Areusa. Tais-toi, pour Dieu ! ma sœur, impose silence à tes plaintes, arrête tes larmes, essuie tes yeux, reviens à la vie ; quand une porte se ferme, la fortune en ouvre une autre ; ta peine, quoique cruelle, finira par se calmer. Il est bien des maux auxquels on ne peut remédier et qu’il est impossible de venger ; celui que tu déplores est d’un remède douteux, mais d’une vengeance facile.
Élicie. De qui doit-on avoir réparation ? la morte et ses meurtriers m’en ont laissé le soin. Je ne m’inquiète pas moins de la punition des coupables que du crime qui a été commis. Que veux-tu que je fasse, car tout retombe à ma charge ? Plût à Dieu que je fusse allée avec eux et que je ne fusse pas restée pour les pleurer tous ! Ce qui me donne le plus de douleur, c’est de voir que malgré tout cela cet homme déhonté et de peu de cœur ne cesse pas de visiter son fumier de Mélibée et de festoyer avec elle chaque nuit. Elle est toute fière, elle, de voir que du sang a été versé pour son service.

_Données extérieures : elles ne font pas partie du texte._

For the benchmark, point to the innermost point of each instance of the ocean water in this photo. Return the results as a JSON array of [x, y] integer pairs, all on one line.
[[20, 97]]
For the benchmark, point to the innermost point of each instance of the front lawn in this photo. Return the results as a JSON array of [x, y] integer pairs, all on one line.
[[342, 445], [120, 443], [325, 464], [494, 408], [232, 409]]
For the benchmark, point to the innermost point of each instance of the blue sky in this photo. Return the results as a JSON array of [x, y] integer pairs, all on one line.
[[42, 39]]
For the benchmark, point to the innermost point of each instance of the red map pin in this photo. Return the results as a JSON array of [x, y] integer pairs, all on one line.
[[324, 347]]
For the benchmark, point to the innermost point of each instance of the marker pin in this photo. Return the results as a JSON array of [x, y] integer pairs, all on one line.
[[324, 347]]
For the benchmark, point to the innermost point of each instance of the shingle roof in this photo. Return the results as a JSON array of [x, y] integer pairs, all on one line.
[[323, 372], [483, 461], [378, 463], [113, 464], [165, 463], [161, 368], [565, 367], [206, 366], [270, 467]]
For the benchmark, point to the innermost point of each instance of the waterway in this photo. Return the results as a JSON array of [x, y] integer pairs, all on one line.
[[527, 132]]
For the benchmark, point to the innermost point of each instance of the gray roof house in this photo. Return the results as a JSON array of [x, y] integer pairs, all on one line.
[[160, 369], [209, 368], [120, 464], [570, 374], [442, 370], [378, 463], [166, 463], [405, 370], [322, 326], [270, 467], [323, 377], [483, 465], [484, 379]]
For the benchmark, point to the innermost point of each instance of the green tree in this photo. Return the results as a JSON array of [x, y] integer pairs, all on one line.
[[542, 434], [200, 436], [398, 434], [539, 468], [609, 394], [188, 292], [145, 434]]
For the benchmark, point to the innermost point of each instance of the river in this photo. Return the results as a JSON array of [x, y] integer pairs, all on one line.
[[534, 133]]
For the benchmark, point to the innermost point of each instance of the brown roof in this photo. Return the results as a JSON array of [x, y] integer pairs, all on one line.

Areusa. Si cela est vrai, sur qui peut-on mieux se venger ? C’est à celui qui a mangé à payer l’écot. Laisse-moi faire, que je tombe sur leurs traces, que je sache quand ils se voient, comment, à quel endroit et à quelle heure, et renie-moi pour la fille de la vieille pâtissière que tu connaissais bien, si je ne fais pas en sorte de rendre amers leurs amours. Si je fourre dans cette affaire l’homme avec lequel je me querellais quand tu es entrée, tu verras s’il ne sera pas pire bourreau pour Calixte que Sempronio ne l’a été pour Célestine. Quelle joie il éprouverait maintenant si je lui faisais faire quelque chose pour mon service ! Il s’est en allé tout triste de ce que je le maltraitais. Il verrait les cieux ouverts si je retournais lui parler et lui commander quelque chose. Vois, sœur, dis-moi de qui je puis savoir comment se passa cette affaire ; je ferai dresser un piège qui fera pleurer Mélibée autant qu’elle se réjouit maintenant.
Élicie. Je connais, amie, un autre compagnon de Parmeno, un palefrenier nommé Sosie, qui accompagne Calixte chaque nuit ; je veux faire en sorte de lui arracher tout le secret, et ce sera un bon commencement pour ce que tu dis.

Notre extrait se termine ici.